All the world here was a reflection. Sky writhing in the river, green light pinging off leaf and blade, me alone on the riverbank staring inward at my years-long journey. A cool draft from the Cairngorm Mountains pounced on the River Dee, redolent with the scents of chlorophyll, wet stone, and snow. The river was narrow and jogging to the east as it gurgled and shushed to itself. Behind me the Queen’s Road, named for Queen Victoria, mirrored the Dee as I stood in the grass between them. Down the road, a group of old men in crisp fishing gear moved their mouths in a small cottage. Then, a millisecond after I snapped this photo, a silver salmon glittered in the sun as it arced through the air.
This scene stalled me on the 4-hour drive from the western Cairngorms to Stonehaven on the sea. I was running to pick up Sarah, but to where was the Dee running? Or from what did it run? I sat in the spongy grass and cast a smooth stone into the current; a soft plop returned in answer. It was foolishness, of course. Rivers don’t run toward anything, just as trees don’t grow up toward anything. They just run, grow, stretch, reach, flow. Nature is the absence of strategy, agenda, and the little negations that suffuse people.
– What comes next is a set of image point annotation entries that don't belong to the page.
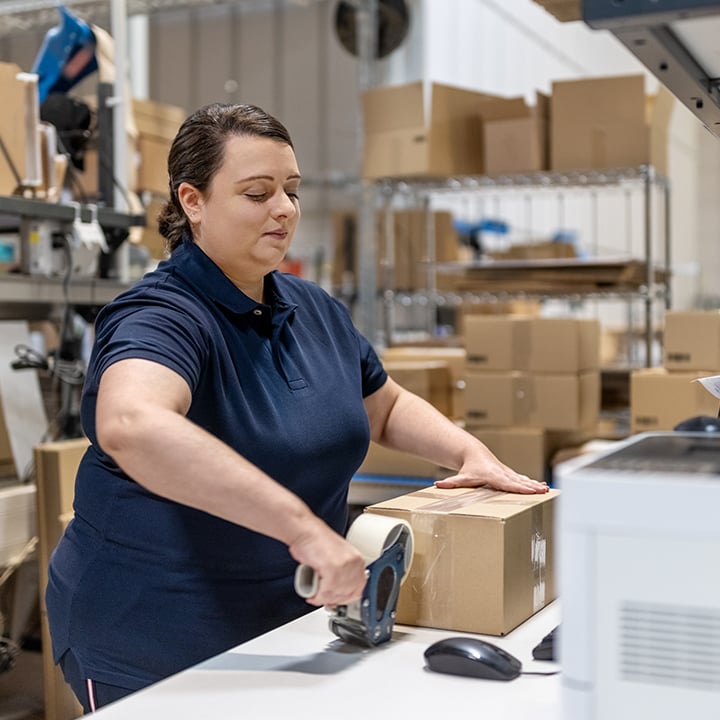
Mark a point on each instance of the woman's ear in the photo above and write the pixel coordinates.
(191, 201)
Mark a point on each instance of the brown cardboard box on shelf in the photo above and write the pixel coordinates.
(518, 142)
(527, 450)
(522, 448)
(430, 379)
(483, 560)
(554, 401)
(454, 357)
(410, 256)
(608, 122)
(403, 140)
(157, 123)
(18, 129)
(660, 399)
(692, 340)
(537, 344)
(496, 398)
(565, 401)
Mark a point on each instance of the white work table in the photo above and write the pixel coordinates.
(301, 670)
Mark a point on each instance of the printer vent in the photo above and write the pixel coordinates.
(670, 645)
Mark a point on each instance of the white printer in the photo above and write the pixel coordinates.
(639, 564)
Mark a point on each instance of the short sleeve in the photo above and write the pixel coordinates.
(373, 372)
(165, 335)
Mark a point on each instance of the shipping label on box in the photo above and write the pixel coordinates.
(483, 559)
(691, 340)
(659, 399)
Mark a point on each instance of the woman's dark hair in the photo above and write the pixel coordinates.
(198, 150)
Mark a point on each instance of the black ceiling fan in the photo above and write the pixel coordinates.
(393, 21)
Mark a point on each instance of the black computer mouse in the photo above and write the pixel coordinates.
(472, 657)
(699, 423)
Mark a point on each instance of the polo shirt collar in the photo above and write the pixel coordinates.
(197, 268)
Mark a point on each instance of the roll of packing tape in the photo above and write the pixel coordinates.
(371, 535)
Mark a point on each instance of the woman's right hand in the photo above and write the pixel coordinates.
(339, 567)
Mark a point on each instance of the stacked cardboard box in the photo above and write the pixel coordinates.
(402, 264)
(453, 358)
(532, 385)
(662, 397)
(608, 122)
(436, 130)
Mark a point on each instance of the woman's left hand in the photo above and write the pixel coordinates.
(493, 474)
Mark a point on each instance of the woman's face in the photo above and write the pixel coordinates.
(246, 219)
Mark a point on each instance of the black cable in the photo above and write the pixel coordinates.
(552, 672)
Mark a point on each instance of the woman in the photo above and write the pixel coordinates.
(228, 406)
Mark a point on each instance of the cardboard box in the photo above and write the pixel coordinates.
(407, 267)
(430, 379)
(518, 142)
(565, 401)
(554, 401)
(157, 123)
(483, 560)
(404, 139)
(18, 132)
(454, 358)
(692, 340)
(659, 399)
(56, 465)
(384, 461)
(608, 123)
(497, 399)
(527, 450)
(521, 448)
(536, 344)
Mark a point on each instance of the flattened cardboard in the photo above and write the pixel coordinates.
(483, 561)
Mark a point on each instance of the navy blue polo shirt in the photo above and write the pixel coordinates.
(141, 587)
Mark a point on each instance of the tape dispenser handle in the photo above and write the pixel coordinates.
(371, 535)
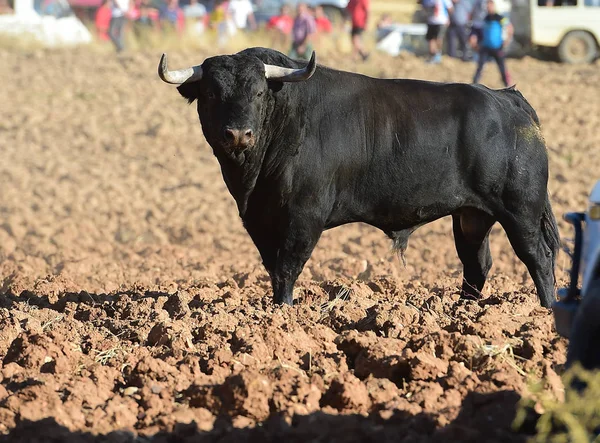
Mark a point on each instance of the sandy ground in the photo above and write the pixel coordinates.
(134, 306)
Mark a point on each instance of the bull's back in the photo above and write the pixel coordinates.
(405, 152)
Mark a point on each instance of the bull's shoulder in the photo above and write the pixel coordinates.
(272, 57)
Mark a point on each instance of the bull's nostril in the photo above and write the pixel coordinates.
(229, 134)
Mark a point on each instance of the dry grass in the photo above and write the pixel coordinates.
(503, 353)
(575, 420)
(342, 296)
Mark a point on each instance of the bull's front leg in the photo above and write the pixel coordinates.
(295, 249)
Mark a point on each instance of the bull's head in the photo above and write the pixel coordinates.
(233, 94)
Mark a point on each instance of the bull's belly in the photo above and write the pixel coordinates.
(397, 216)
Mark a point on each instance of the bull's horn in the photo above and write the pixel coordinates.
(189, 75)
(292, 75)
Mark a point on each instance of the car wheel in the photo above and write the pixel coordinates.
(584, 341)
(577, 47)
What was I running from? Fear? Loneliness? The world outside the lines? I peeled myself off the banks of the Dee imprinted with a new aspiration, like silly putty mashed into the evening newspaper: To run. To run for the simple act of running.
This brought a smile to my face as I sip my morning coffee. It’s so true– everything in nature does what it does without an agenda or strategy. If only we people could live more for the sake of living instead of always analyzing, plotting… especially since we have so little control over things eventually play out. I try to live in the moment every day, but this inspired me to do so even more today. Thank you!
Glad I could share the feeling. Thanks for the thoughts, Jenna.
What a lovely simple and pure message.